Modeling Nigeria Crude Oil Price with Selected Error Distribution
by Muzammil Umar, Yahaya Haruna
Published: May 14, 2026 • DOI: 10.51584/IJRIAS.2026.110400145
Abstract
The crude oil sector plays a vital role in Nigeria's economy, accounting for the majority of government revenue and foreign exchange earnings. However, the inherent volatility in crude oil prices, driven by global factors and market shocks, poses significant challenges to economic stability and fiscal planning. This study aims to model Nigeria's crude oil price dynamics by incorporating selected error innovations to enhance the accuracy of volatility modeling and forecasting.
Using a dataset spanning 1960 to 2024, econometric models such as GARCH, EGARCH, and TGARCH were employed to analyze the impact of error innovations on oil price volatility. The research evaluates the performance of these models in capturing stylized facts, such as volatility clustering and asymmetries, while considering different error distributions. Findings highlight the critical role of error innovations in explaining price fluctuations and demonstrate the superior forecasting accuracy of models that incorporate these shocks.

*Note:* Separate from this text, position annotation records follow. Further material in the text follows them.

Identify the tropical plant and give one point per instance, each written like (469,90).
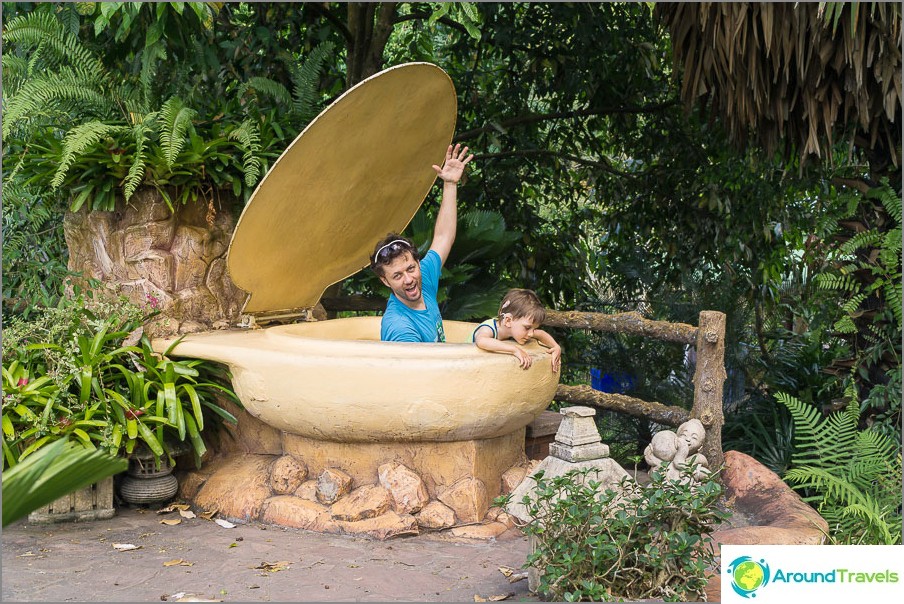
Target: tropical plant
(53,472)
(86,372)
(867,276)
(630,542)
(851,476)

The study provides both theoretical and practical contributions, advancing econometric methodologies for volatility modeling and offering insights for policymakers, investors, and industry stakeholders. Accurate forecasts can aid in mitigating economic risks, improving fiscal policy formulation, and guiding investment decisions in Nigeria's oil sector. Despite limitations related to model assumptions, data quality, and structural changes in the oil market, the research underscores the importance of error innovations in understanding and managing crude oil price volatility.